Verstappen contro la nuova F1: se alla fine fosse lui quello destinato a vincere?
18/04/2026 14:50:00 Tempo di lettura: 5 minuti

Max Verstappen non ha mai nascosto il proprio fastidio verso la direzione tecnica che la Formula 1 sta prendendo. Da mesi critica la nuova generazione di power unit, giudicata troppo elettrificata e lontana dall’essenza delle corse.

Eppure, mentre nel paddock cresce l’idea di riportare al centro il motore a combustione interna alimentato da carburanti sostenibili, il quadro a lungo termine potrebbe finire per assomigliare molto a ciò che lui chiede da tempo. Ma quanto ci vorrà per arrivare a quello che lui chiede?

Dalle critiche pubbliche al confronto dietro le quinte

Verstappen contro la nuova F1: se alla fine fosse lui quello destinato a vincere?

Durante i test in Bahrain, Verstappen non ha usato mezzi termini, definendo la nuova formula «Formula E sotto steroidi» e «anti-corse». Critiche ripetute anche in Australia e Cina, prima che il team gli chiedesse di spostare la discussione lontano dai microfoni.

Stefano Domenicali ha confermato un dialogo costante con il pilota: «Parlo spesso con lui. È deciso, ma capirà che c’è un quadro più ampio».

Quel quadro nasce da un contesto industriale che, cinque anni fa, sembrava puntare con forza sull’elettrico. La F1 aveva scelto di seguirlo, anche per attrarre costruttori come Audi e Honda. Oggi lo scenario è diverso: l’UE ha rivisto le proprie , Ford ha riconsiderato l’abbandono dei motori termici e diversi costruttori hanno dimostrato quanto rapidamente possano cambiare strategia.

Domenicali cita Renault come esempio: presente al tavolo delle trattative, poi improvvisamente fuori.

«Non possiamo dipendere da decisioni industriali imprevedibili», ha spiegato.

Il paddock guarda avanti: meno elettrico, più termico sostenibile

Il prossimo ciclo regolamentare potrebbe quindi prendere una direzione diversa.

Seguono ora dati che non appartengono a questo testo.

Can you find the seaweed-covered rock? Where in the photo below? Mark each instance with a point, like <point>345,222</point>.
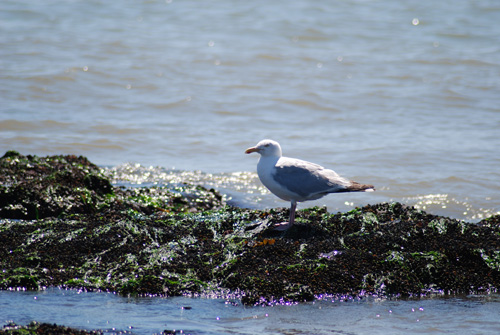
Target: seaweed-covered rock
<point>37,328</point>
<point>34,187</point>
<point>183,240</point>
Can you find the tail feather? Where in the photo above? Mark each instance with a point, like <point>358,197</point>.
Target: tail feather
<point>357,187</point>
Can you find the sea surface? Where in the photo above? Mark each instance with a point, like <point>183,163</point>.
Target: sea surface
<point>404,95</point>
<point>124,315</point>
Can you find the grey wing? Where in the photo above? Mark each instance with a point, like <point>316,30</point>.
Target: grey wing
<point>308,179</point>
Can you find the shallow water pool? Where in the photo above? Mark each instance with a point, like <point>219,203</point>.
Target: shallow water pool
<point>151,315</point>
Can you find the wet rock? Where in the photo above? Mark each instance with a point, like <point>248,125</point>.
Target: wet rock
<point>183,240</point>
<point>44,329</point>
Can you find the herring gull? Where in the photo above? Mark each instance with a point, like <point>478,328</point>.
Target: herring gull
<point>296,180</point>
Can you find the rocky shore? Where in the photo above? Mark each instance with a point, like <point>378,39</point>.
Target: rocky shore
<point>64,224</point>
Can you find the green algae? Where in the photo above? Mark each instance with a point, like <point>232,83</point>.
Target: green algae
<point>182,239</point>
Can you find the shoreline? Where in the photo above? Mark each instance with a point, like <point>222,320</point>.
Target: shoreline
<point>66,225</point>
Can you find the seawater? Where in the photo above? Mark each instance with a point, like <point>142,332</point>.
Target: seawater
<point>117,314</point>
<point>402,95</point>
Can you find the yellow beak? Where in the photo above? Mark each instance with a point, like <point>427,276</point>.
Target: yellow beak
<point>250,150</point>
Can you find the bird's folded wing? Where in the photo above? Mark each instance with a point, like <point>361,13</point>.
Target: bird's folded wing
<point>307,179</point>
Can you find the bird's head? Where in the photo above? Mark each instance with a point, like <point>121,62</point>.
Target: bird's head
<point>266,148</point>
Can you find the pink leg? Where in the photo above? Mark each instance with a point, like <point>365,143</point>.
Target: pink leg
<point>287,225</point>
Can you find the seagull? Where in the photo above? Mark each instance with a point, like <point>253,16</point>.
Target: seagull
<point>296,180</point>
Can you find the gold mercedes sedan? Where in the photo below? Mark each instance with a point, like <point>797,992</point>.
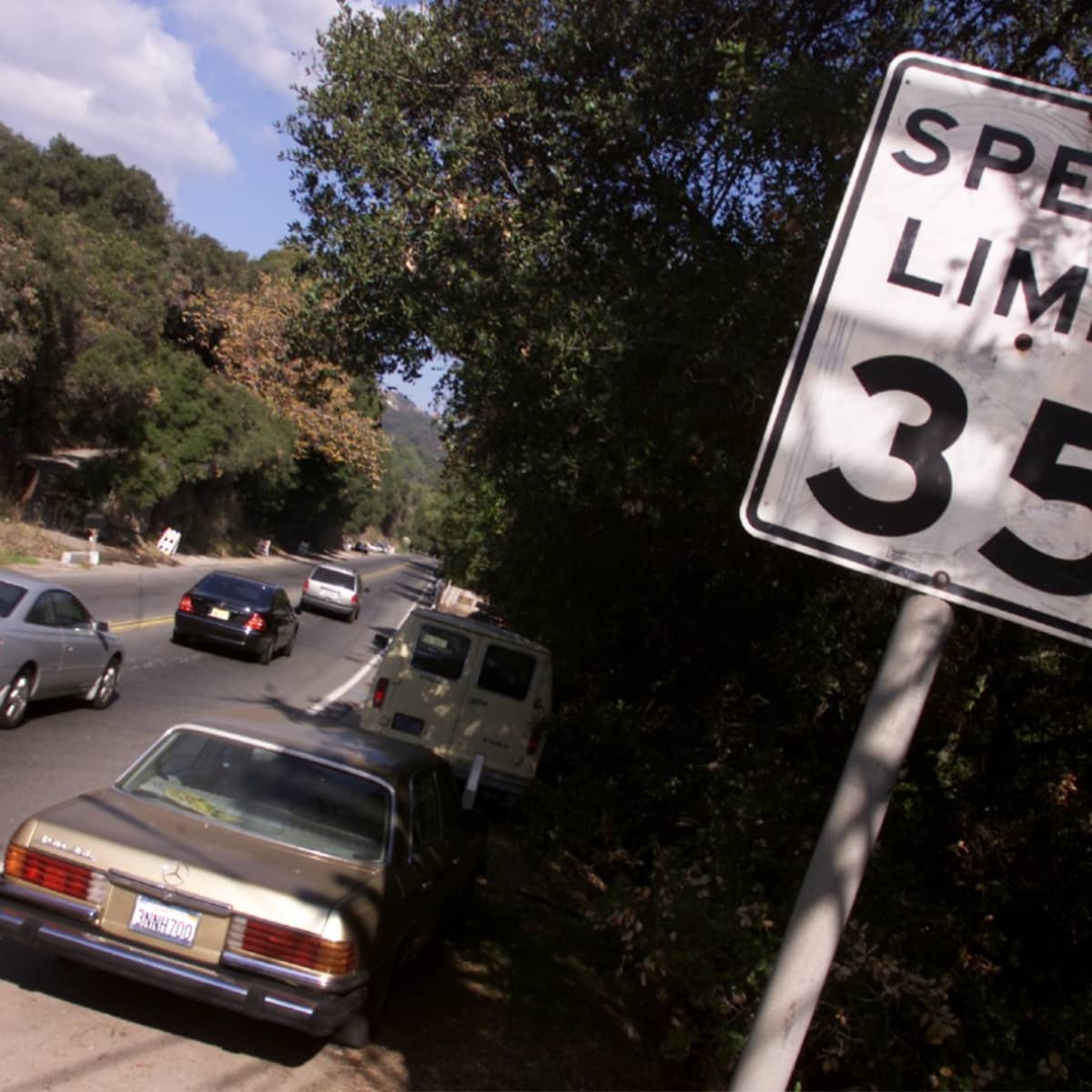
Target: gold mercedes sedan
<point>281,872</point>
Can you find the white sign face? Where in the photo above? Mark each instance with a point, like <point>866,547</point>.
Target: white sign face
<point>935,424</point>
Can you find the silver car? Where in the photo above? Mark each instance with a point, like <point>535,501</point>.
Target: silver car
<point>50,647</point>
<point>333,589</point>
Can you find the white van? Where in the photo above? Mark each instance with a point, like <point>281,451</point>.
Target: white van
<point>464,688</point>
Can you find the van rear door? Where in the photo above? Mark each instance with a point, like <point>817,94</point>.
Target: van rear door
<point>500,708</point>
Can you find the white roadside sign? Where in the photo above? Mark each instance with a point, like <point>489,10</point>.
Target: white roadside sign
<point>934,426</point>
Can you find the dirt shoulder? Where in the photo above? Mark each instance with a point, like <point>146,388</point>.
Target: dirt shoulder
<point>524,998</point>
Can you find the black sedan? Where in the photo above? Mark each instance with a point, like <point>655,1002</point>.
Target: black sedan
<point>243,614</point>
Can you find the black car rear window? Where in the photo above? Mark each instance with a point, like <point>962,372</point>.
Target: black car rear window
<point>10,594</point>
<point>333,577</point>
<point>223,587</point>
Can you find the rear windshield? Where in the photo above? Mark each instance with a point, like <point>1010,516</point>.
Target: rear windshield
<point>10,594</point>
<point>440,652</point>
<point>223,587</point>
<point>266,792</point>
<point>333,577</point>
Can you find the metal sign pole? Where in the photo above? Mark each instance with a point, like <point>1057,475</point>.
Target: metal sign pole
<point>849,834</point>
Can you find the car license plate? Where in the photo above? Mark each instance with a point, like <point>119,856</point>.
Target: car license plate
<point>168,923</point>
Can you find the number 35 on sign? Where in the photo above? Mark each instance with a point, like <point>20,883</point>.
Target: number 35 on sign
<point>934,426</point>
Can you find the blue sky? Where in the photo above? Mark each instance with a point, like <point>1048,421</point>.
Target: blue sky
<point>187,90</point>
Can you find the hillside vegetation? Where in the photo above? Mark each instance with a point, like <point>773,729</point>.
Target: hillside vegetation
<point>197,383</point>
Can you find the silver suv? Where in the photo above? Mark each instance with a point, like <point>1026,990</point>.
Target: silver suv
<point>333,589</point>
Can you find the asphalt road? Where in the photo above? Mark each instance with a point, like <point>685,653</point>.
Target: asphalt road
<point>66,1026</point>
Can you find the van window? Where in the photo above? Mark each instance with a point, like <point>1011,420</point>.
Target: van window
<point>441,652</point>
<point>426,813</point>
<point>507,672</point>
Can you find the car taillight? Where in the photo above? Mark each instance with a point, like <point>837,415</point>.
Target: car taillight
<point>55,874</point>
<point>278,943</point>
<point>379,694</point>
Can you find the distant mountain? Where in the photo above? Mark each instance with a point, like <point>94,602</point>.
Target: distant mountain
<point>408,425</point>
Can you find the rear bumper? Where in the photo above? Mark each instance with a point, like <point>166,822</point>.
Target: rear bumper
<point>217,632</point>
<point>307,1010</point>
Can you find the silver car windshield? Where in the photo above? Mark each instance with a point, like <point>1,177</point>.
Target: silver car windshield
<point>268,793</point>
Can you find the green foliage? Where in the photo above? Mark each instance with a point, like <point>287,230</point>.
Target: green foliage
<point>96,285</point>
<point>609,217</point>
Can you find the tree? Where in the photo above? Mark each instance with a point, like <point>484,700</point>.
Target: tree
<point>252,339</point>
<point>609,217</point>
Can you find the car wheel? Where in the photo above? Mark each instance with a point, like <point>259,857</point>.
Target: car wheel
<point>107,683</point>
<point>19,698</point>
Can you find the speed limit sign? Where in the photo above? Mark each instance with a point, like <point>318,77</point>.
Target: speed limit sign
<point>934,426</point>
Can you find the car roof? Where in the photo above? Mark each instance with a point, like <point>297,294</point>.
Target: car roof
<point>238,576</point>
<point>334,568</point>
<point>476,626</point>
<point>392,759</point>
<point>31,583</point>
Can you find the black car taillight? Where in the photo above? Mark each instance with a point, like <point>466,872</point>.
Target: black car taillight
<point>379,694</point>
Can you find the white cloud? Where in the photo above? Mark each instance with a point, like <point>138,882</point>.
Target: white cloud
<point>105,75</point>
<point>262,35</point>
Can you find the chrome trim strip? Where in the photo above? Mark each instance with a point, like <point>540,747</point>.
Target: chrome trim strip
<point>314,978</point>
<point>82,912</point>
<point>172,895</point>
<point>154,965</point>
<point>284,1005</point>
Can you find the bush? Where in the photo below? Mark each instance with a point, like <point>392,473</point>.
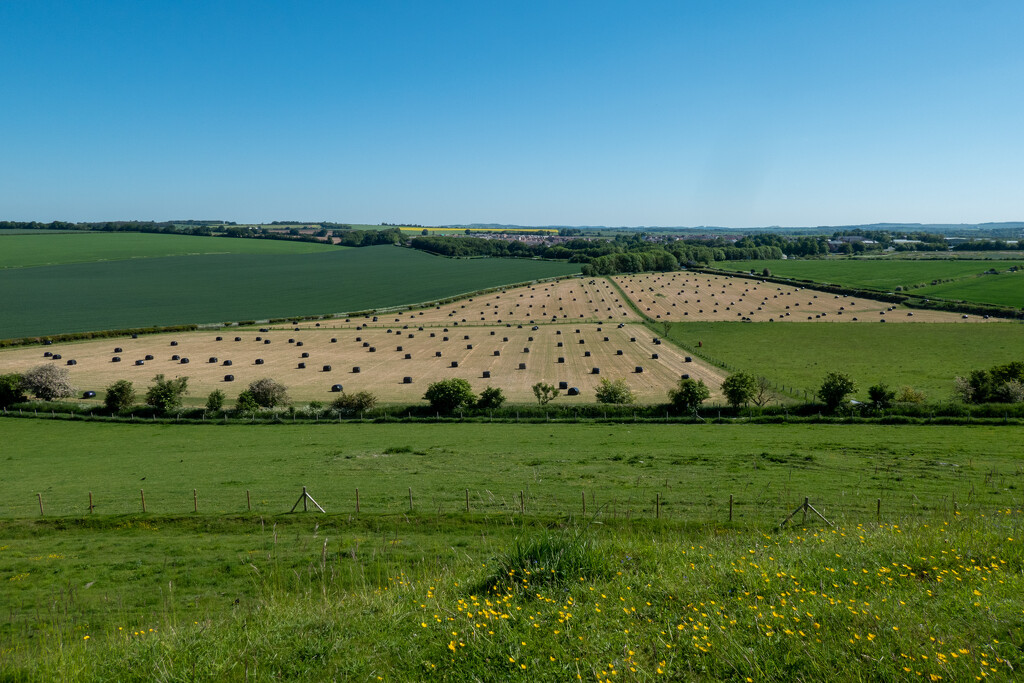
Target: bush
<point>351,403</point>
<point>614,392</point>
<point>689,394</point>
<point>450,395</point>
<point>165,395</point>
<point>11,390</point>
<point>120,396</point>
<point>48,382</point>
<point>835,388</point>
<point>491,399</point>
<point>215,400</point>
<point>545,392</point>
<point>268,393</point>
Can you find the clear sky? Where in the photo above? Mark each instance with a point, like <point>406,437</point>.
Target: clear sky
<point>678,113</point>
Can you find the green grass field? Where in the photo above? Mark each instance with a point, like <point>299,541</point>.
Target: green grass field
<point>614,594</point>
<point>19,251</point>
<point>883,274</point>
<point>216,288</point>
<point>926,356</point>
<point>1006,289</point>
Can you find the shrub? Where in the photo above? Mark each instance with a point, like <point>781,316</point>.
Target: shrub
<point>11,390</point>
<point>739,389</point>
<point>450,395</point>
<point>545,392</point>
<point>48,382</point>
<point>165,395</point>
<point>614,392</point>
<point>215,400</point>
<point>491,398</point>
<point>835,388</point>
<point>351,403</point>
<point>689,394</point>
<point>120,396</point>
<point>268,393</point>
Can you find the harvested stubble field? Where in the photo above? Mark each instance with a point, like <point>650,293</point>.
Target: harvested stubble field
<point>435,352</point>
<point>700,298</point>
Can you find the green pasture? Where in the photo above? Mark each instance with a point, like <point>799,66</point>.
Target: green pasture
<point>1006,289</point>
<point>615,593</point>
<point>22,251</point>
<point>925,355</point>
<point>883,274</point>
<point>214,288</point>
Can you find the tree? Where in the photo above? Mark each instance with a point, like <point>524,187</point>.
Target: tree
<point>165,395</point>
<point>215,400</point>
<point>614,392</point>
<point>688,395</point>
<point>120,396</point>
<point>268,393</point>
<point>350,403</point>
<point>11,390</point>
<point>545,392</point>
<point>450,395</point>
<point>881,395</point>
<point>48,382</point>
<point>739,388</point>
<point>491,398</point>
<point>246,402</point>
<point>835,388</point>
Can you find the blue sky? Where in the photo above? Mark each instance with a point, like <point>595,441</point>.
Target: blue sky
<point>735,114</point>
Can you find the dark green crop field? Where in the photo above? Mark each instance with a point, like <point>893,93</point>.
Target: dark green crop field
<point>924,355</point>
<point>883,274</point>
<point>181,290</point>
<point>18,251</point>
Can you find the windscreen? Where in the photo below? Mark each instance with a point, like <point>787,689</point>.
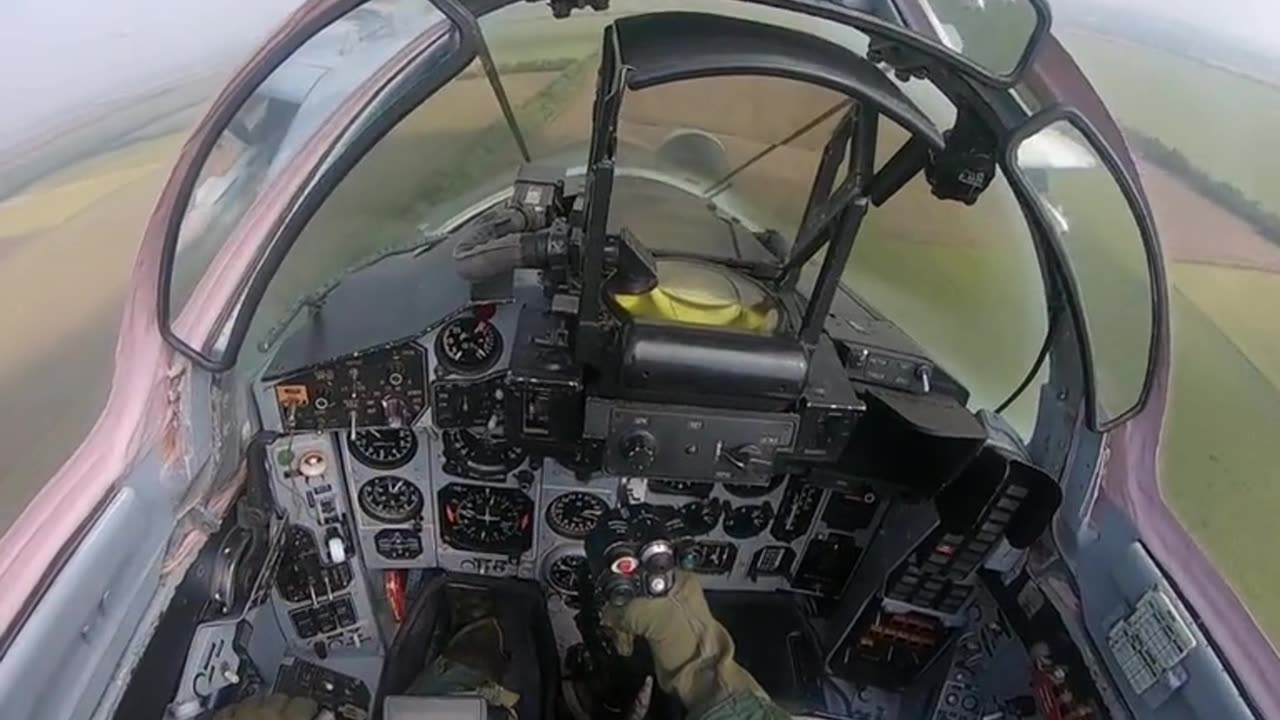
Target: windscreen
<point>709,171</point>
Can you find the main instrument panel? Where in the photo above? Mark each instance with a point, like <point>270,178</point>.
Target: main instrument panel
<point>432,479</point>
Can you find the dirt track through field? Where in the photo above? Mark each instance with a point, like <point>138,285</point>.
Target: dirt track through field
<point>1194,229</point>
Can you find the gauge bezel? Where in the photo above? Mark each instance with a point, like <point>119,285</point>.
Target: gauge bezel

Domenicali immagina un futuro in cui il motore a combustione interna alimentato da carburanti sostenibili torni centrale, con una parte elettrica ridotta.

Nel paddock, l’umore è simile: si parla persino di un possibile ritorno al V8 ibrido leggero, una soluzione che Ford ha già dichiarato di poter sostenere. La volontà di cambiare è più forte rispetto a qualche anno fa. Ma Domenicali avverte: «Non possiamo più trovarci in una situazione in cui i costruttori dettano il ritmo dello sport».

Cosa cambia per Verstappen?

Se la Formula 1 dovesse davvero orientarsi verso un motore termico più centrale, due aspetti diventano chiari per Verstappen.

Il primo é che il 2026 resterà un anno complicato nonostante  gli aggiornamenti introdotti a Miami, la vettura non rispecchierà le sue preferenze. Mentre il secondo aspetto rappresenta il suo futuro nel corcus che  potrebbe invece avvicinarsi molto alla sua visione. Lo ha ribadito ad Amsterdam, indicando la sua preferenza per un V8 o un V10:

«Io amo la vera Formula 1, e in questo momento, sotto molti aspetti, non è così».

Resta il nodo dei tempi. Formalmente, il ciclo attuale dura fino al 2030, ma con una maggioranza qualificata si potrebbe anticipare l’introduzione delle nuove norme. Una scelta complessa, vista l’entità degli investimenti già fatti.

Domenicali ha chiarito che il 2026 non può essere lasciato andare alla deriva:

«Dobbiamo decidere il prima possibile».

Verstappen spera in modifiche più significative già nel 2027, pur sapendo che la vera soluzione arriverà solo con il prossimo ciclo.

Il futuro della Formula 1 potrebbe non essere immediatamente allineato con le preferenze di Verstappen, ma sembra muoversi nella direzione che lui auspica, soprattutto verso il 2030.

Resta da capire se avrà la volontà di restare abbastanza a lungo per vederlo. La sua decisione dipenderà dalla vita privata, dalla sua avversione a correre oltre i quarant’anni e da quanto la F1 riuscirà a rendere più accettabili gli anni intermedi.

Le discussioni riprenderanno dopo Miami. E, ancora una volta, il destino tecnico dello sport e quello del suo campione più influente sembrano intrecciati.